Startup insights from the Aspen Institute’s state of global business

Last week, the Aspen Network of Development Entrepreneurs released its impact report on the state of global business. According to the organisation, one of the biggest factors hindering growth in emerging markets is access to loans and funds.

“We live in a world today in which one of the biggest problems that we face is a lack of jobs. As we think about what’s going in the Middle East and North Africa, and the challenges that we see in Africa, we need to create jobs,” said ANDE Executive Director Randall Kempner, quoted in the Wall Street Journal.

Kempner argues that millions of jobs could be created in these regions “accelerating” entrepreneurs and small businesses in the region.

The organisation’s network of 181 members include corporations, nonprofit institutions and individual investors who focus on promoting the growth of businesses in emerging markets regions such as: Latin American, Africa, and Asia. ANDE offers loans of US$20 000 to US$2 million, it also offers consulting services to more than 60 000 startups and midsize businesses with total funding of US$1.7-billion since 2009.

Three interesting insights popped out for me in the extensive report:

Startup enterprises struggle the most among small and growing businesses to find investments

According to the report, supporting early-stage businesses is critical to the creation of a healthy SGB ecosystem. It turns out though that startups looking between US$20 000 and US$100 000 of flexible capital are struggling to find funds that will invest the smaller amounts necessary.

“This gap is reflective of the sector: only six percent of SGB funds focus on start-ups. Access to business loans and credit is also a challenge, with 60% of micro, small and medium enterprises in emerging markets underserved by banks,” says the report.

Women-owned businesses face more hurdles than their counterparts

Business it seems still remains a tricky place for women. There are however encouraging signs that this is changing. According to the report the number of women starting their own business has seen significant increase, but women still seem to face more difficulties than their male counterparts.

Although women represent approximately a third of all small businesses in emerging markets, they face systemic barriers to scale, hindering their significant potential and the overall growth of the sector. Female business owners often lack expansive networks and reliable mentors, yet despite these barriers, have the capacity to provide significant employment generation.

Agricultural businesses suffer from lack of market linkages and poor management

For the emerging markets agriculture is crucial, as more than two-billion people in developing countries depend on the sector for their livelihoods. According to the ANDE report, the small businesses that connect them to markets are often “unable to find the skilled managers they need and are hindered by lack of financing”.

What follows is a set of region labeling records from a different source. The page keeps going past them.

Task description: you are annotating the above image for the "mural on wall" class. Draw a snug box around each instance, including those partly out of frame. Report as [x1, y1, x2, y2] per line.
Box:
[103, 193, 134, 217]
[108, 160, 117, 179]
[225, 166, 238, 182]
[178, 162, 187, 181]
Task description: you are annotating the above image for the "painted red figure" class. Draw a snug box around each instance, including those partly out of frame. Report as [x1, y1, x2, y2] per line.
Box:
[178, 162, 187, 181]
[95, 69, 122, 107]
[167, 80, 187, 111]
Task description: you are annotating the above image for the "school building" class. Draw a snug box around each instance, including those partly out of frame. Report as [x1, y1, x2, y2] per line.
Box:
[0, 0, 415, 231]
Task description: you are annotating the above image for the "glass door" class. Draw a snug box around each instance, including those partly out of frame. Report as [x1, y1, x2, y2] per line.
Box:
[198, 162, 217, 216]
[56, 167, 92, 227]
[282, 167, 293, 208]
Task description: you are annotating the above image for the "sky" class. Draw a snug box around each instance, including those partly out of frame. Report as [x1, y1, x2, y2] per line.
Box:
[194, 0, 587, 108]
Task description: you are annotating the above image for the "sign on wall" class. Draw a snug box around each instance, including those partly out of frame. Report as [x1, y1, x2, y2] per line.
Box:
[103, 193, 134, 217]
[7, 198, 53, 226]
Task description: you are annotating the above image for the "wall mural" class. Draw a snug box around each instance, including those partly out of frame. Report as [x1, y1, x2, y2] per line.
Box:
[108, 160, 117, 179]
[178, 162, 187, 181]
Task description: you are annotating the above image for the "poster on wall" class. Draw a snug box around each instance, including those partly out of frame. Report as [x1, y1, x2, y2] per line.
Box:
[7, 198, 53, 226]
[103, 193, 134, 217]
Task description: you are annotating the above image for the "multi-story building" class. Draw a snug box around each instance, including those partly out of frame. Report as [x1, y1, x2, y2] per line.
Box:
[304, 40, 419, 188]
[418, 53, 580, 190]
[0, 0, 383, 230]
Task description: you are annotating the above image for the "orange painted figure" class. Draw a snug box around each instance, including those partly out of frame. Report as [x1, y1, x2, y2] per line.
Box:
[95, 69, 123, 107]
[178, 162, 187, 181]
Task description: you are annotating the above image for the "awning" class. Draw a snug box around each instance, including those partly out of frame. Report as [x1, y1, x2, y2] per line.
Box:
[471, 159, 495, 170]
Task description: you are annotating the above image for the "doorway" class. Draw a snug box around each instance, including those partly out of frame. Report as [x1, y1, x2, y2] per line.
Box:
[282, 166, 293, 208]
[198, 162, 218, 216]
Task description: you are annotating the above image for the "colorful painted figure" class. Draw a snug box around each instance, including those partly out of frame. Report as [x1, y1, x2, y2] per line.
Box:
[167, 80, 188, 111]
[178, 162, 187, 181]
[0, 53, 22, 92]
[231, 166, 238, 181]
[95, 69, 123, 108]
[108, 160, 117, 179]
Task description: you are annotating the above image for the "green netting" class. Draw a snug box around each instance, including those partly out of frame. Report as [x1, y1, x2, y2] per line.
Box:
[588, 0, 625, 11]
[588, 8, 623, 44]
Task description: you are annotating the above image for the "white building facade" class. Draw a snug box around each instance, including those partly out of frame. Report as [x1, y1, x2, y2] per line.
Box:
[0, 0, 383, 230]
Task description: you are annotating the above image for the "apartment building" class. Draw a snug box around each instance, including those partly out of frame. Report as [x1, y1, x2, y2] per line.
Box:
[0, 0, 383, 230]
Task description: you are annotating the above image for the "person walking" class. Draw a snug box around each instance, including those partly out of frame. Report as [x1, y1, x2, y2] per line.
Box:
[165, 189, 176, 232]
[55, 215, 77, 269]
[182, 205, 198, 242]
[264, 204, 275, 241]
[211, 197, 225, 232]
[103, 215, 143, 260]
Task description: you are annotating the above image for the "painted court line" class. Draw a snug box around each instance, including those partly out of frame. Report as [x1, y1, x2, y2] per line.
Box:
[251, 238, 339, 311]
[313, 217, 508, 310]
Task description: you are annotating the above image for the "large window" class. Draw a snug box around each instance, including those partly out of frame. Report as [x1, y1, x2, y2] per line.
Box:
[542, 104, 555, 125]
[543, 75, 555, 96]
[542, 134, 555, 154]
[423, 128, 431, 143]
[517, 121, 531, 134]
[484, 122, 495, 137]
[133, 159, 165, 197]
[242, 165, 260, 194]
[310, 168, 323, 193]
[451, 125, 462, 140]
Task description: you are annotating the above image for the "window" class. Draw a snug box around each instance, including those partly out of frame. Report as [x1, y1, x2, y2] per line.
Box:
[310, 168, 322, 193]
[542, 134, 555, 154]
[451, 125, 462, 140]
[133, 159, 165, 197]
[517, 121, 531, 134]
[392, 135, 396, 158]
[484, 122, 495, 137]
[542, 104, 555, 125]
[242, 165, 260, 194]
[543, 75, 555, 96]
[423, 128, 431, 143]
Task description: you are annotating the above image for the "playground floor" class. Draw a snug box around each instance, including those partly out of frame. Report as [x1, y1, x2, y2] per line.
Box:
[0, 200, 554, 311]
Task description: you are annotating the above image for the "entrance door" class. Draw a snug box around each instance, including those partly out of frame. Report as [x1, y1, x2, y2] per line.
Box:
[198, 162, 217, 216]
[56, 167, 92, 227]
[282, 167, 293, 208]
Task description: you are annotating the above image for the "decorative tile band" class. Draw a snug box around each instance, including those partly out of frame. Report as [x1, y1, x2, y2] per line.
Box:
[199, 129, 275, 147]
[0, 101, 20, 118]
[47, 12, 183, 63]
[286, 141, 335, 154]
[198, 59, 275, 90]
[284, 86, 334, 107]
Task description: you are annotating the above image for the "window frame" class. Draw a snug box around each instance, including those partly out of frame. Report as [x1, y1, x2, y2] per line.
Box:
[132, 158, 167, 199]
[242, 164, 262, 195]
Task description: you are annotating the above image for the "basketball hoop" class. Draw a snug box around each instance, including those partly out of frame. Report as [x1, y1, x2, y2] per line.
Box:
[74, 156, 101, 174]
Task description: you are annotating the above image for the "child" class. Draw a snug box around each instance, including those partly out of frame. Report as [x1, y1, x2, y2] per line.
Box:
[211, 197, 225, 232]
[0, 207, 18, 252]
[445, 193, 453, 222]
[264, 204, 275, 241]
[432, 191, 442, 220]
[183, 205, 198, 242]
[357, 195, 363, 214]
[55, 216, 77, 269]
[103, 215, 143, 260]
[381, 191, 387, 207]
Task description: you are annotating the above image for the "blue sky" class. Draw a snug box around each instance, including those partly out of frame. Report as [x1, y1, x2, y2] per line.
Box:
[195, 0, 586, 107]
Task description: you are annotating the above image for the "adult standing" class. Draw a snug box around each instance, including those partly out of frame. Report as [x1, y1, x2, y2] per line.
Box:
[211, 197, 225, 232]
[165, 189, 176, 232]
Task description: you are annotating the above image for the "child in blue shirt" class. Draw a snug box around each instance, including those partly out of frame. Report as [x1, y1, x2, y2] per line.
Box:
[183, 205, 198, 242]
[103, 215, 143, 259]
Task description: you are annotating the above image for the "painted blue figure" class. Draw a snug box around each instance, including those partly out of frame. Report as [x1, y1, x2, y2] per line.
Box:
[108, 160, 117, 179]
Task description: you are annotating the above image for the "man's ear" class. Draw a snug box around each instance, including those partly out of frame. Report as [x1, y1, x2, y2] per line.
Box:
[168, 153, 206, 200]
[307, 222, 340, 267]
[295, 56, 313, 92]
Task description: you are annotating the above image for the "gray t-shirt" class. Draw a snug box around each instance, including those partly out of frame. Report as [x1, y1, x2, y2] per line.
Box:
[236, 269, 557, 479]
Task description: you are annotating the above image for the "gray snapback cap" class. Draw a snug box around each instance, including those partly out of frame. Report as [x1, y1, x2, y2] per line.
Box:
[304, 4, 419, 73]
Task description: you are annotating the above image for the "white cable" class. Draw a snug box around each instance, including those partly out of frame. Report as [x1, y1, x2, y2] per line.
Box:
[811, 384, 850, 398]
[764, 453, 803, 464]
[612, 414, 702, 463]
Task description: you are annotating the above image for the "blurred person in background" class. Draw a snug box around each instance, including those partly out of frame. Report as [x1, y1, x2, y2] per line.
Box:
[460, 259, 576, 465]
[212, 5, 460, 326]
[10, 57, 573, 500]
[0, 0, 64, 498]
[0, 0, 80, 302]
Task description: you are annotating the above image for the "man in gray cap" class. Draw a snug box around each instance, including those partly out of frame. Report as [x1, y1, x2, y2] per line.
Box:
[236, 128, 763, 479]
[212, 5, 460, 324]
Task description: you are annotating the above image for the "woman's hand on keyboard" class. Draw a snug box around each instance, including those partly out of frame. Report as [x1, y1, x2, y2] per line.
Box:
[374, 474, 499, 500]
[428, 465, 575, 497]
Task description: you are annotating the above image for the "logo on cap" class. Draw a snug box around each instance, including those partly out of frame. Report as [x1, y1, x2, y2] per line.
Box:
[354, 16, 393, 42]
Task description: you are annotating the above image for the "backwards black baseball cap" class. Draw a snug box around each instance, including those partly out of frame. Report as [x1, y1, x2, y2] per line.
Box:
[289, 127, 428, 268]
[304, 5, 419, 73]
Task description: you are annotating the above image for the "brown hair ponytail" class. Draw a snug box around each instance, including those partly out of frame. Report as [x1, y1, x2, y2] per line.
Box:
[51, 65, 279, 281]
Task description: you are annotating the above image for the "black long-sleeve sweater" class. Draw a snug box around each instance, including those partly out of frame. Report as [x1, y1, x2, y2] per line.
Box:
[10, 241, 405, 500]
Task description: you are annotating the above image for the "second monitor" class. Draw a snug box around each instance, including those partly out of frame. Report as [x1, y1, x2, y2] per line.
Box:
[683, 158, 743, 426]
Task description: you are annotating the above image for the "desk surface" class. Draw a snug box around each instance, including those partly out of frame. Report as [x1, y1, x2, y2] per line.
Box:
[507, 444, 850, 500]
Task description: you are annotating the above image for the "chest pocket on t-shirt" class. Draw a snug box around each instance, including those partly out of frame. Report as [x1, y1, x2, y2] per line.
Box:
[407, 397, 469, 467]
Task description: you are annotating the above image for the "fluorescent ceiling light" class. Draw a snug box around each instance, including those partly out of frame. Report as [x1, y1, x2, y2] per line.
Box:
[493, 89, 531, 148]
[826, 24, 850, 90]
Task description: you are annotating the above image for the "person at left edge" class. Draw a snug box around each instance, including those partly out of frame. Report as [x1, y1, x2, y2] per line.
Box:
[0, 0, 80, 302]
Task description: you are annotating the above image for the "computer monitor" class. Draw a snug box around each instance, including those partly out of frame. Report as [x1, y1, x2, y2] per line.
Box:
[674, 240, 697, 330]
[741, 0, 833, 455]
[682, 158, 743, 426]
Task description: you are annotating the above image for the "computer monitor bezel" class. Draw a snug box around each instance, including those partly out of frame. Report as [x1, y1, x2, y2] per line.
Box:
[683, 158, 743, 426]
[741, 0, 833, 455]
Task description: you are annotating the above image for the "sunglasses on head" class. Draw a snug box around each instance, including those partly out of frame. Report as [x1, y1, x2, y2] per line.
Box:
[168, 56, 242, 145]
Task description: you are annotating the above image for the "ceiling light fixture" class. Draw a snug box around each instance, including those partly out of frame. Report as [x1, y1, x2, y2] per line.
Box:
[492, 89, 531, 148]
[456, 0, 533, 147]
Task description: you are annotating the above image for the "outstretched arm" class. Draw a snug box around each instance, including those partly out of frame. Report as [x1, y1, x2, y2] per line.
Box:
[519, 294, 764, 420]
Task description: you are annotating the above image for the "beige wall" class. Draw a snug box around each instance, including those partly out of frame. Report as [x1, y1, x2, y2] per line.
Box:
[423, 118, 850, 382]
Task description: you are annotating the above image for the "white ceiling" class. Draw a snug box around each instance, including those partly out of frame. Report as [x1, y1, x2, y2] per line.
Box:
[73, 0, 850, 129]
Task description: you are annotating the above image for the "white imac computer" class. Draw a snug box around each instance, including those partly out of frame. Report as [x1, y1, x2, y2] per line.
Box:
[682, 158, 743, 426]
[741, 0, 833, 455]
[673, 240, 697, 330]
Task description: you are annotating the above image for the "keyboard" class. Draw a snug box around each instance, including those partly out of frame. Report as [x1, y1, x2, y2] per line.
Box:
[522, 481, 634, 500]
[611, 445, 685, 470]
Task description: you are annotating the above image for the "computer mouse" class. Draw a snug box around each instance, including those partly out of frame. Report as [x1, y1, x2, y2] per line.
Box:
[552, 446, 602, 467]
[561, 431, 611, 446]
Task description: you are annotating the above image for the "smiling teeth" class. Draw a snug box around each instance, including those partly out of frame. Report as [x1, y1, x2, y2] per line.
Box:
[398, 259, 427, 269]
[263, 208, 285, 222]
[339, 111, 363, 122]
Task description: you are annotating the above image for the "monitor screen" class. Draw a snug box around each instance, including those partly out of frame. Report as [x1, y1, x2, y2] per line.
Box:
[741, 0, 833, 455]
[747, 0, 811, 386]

65% of ANDE members have focused their efforts on agriculture, and typically success for these businesses have a multiplier effect on the communities as well: higher revenue growth is not only correlated with higher total payments to suppliers, but also higher average payment per supplier. And, there is much more room for expansion: agricultural social lending has the potential to grow from around US$9-billion — US$350-billion of which is provided through social lenders — to US$33-billion with a mix of short — and long-term financing.

ANDE has chapters in Brazil, Central America and Mexico, East Africa, India, South Africa and West Africa, and its members are located in over 150 countries around the world.